BMW-Boss Hendrik von Kuenheim rollte es anno 2008 aus dem ­BMW-Keller direkt auf die Showbühne der Eicma: das Custom ­Concept, Urmutter der gesamten 9T-Reihe, die in den Grundzügen schon klar identifizierbar ist

Was war passiert? Nicht weniger als ein Kulturkampf. Was junge Designer und Ingenieure mit leichter Hand und großer Lust am Neuen Anfang des vergangenen Jahrzehnts spielerisch skizziert und zaghaft initiiert hatten, hatte sich schließlich durchgesetzt. Die Zahl der ­Jahre von den ersten Fingerübungen bis zum Erscheinen der 9T aber zeigt: Das Ganze war kein Spaziergang, die internen Widerstände waren groß. Das Paradoxon: Diejenigen, die sich hier im Konzern gegen das Establishment durchsetzen mussten, sind gar keine Bilderstürmer, sondern Konservative im buchstäblichen Sinne, sicherte ihre Neuinterpretation doch dem alten, zu höchster Reife gelangten luft-ölgekühlten Boxer nicht nur das Überleben im Programm. Er schwang sich auch zu neuen Verkaufshöhenflügen auf und spielt nach wie vor Geld ein.

Für 2018 geplant: Die Cup-Version für die Neuauflage des Boxer-Cup, der im Rahmen der IDM stattfinden soll. Von der Serie unterscheidet sie sich vor allem durch ihr Wilbers-Fahrwerk.

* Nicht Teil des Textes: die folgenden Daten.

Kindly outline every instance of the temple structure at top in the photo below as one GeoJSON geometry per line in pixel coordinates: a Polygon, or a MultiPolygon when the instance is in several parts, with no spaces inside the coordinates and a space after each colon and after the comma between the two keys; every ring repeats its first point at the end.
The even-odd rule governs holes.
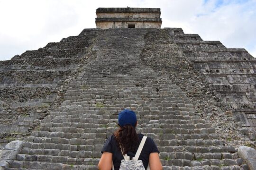
{"type": "Polygon", "coordinates": [[[96,9],[97,28],[161,28],[159,8],[99,8],[96,9]]]}

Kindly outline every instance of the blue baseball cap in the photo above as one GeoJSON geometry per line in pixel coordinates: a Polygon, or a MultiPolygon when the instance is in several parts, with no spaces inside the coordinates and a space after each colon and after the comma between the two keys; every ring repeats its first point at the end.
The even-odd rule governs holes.
{"type": "Polygon", "coordinates": [[[135,127],[137,122],[136,114],[132,110],[125,109],[118,114],[118,124],[121,127],[126,125],[135,127]]]}

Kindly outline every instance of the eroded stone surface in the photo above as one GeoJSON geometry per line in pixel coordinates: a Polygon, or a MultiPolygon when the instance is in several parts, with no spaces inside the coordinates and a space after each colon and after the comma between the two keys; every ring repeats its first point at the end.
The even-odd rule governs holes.
{"type": "Polygon", "coordinates": [[[202,41],[200,37],[176,28],[86,29],[45,48],[75,49],[81,36],[92,34],[97,35],[90,45],[76,46],[86,52],[60,82],[54,104],[10,169],[97,169],[101,149],[124,108],[136,112],[137,132],[155,141],[165,170],[247,167],[237,153],[249,140],[246,129],[173,36],[202,41]]]}

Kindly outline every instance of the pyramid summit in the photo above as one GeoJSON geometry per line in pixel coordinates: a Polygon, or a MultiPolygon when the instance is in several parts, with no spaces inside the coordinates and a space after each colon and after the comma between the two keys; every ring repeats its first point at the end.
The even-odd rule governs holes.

Da der Fortbestand der IDM allerdings auf der Kippe steht, ist auch der Cup noch nicht in trockenen Tüchern.
Mit der „Lac Rose“ zeigte BMW 2016 eine Vorstufe der Urban G/S

BMW-Motorrad-Chef Hendrik von Kuenheim war es, der als Entscheider das Potenzial der Fingerübungen erkannte und mit Jobantritt 2008 aus dem Münchner Keller kramte. „Lo Rider“ nannte man die ersten Skizzen, die im Herbst 2008 der Öffentlichkeit präsentiert wurden. Der Name war nicht haltbar – Harley-Davidson­ erhob Einspruch wegen zu großer Nähe zu seiner Modell­bezeichnung Low Rider –, das Konzept aber blieb und stand schließlich als Custom Concept auf der Mailänder Eicma. Ein Exemplar zum Anfassen wurde da gezeigt, viele Skizzen möglicher Ausstattungsvarianten unterstrichen die Botschaft des neuen Namens.

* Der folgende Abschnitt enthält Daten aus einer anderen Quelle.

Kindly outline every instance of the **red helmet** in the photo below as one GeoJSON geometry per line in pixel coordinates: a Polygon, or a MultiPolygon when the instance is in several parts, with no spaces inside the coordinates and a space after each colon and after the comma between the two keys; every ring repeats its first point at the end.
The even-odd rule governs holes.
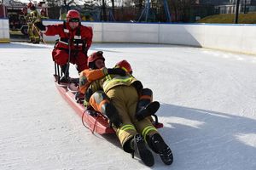
{"type": "Polygon", "coordinates": [[[128,61],[126,61],[125,60],[118,62],[115,65],[115,67],[124,69],[126,72],[132,74],[132,68],[131,68],[130,63],[128,63],[128,61]]]}
{"type": "Polygon", "coordinates": [[[87,60],[87,65],[90,69],[96,69],[95,61],[97,60],[103,60],[105,61],[105,58],[103,57],[102,51],[97,51],[91,54],[87,60]]]}
{"type": "Polygon", "coordinates": [[[33,4],[32,3],[27,3],[27,8],[30,8],[32,6],[32,4],[33,4]]]}
{"type": "Polygon", "coordinates": [[[40,9],[40,14],[42,14],[42,13],[45,13],[44,8],[41,8],[41,9],[40,9]]]}
{"type": "Polygon", "coordinates": [[[26,7],[22,8],[21,11],[23,14],[27,13],[27,8],[26,7]]]}
{"type": "Polygon", "coordinates": [[[73,9],[67,11],[67,22],[72,22],[72,21],[79,22],[80,21],[79,12],[77,10],[73,10],[73,9]]]}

Inspiration auf dem Weg vom Custom Concept zur ­Serie ­holten sich die Münchner auch beim ameri­kanischen ­Customizer Roland Sands, der 2013 auf dem Concorso d’Eleganza seine ­Concept Ninety präsentierte

Das sichtbare Serien-Outcome ließ weitere fünf Jahre auf sich warten. Mit Stephan Schaller stand ab 2012 der Motorradsparte ein neuer Mann vor, der auch das emotionsgeladene Thema Custom Concept im Lichte wirtschaftlicher Zahlenkolonnen betrachtete und trotz der Begeisterung aufseiten der potenziellen Kundschaft erst mal wieder hintanstellte. Doch gab es nach wie vor diese engagierte Gruppe im Konzern, die nicht ­lockerließ, und so kam mit der R9T – Ninety wie 90 Jahre BMW Motorrad – Ende 2013 endlich der erwartete Paukenschlag. Mit den entsprechenden Erschütterungen: Im ersten Modelljahr gab es nicht genug Motorräder, um alle Interessenten zufriedenzustellen. Stattdessen gab es Wartelisten. Der klassische Roadster mit dem ­klassischen Motorenkonzept im Rahmen überzeugte ­viele, auch diejenigen, die mit BMW bisher nichts am Hut gehabt hatten. Eine moderne Interpretation des ­klassischen BMW-Markenkerns nennt Edgar Heinrich, Designchef von BMW Motorrad, die 9T. Eine ­Inter­pretation, die der Kunde zu Ende interpretieren darf, ­eine potenzielle Leinwand für den eigenen individuellen Entwurf, die sich bis Ende 2016 weltweit 27 521 Mal ­verkaufte und 2017 in Deutschland bis Oktober ­weitere 1 075 Mal.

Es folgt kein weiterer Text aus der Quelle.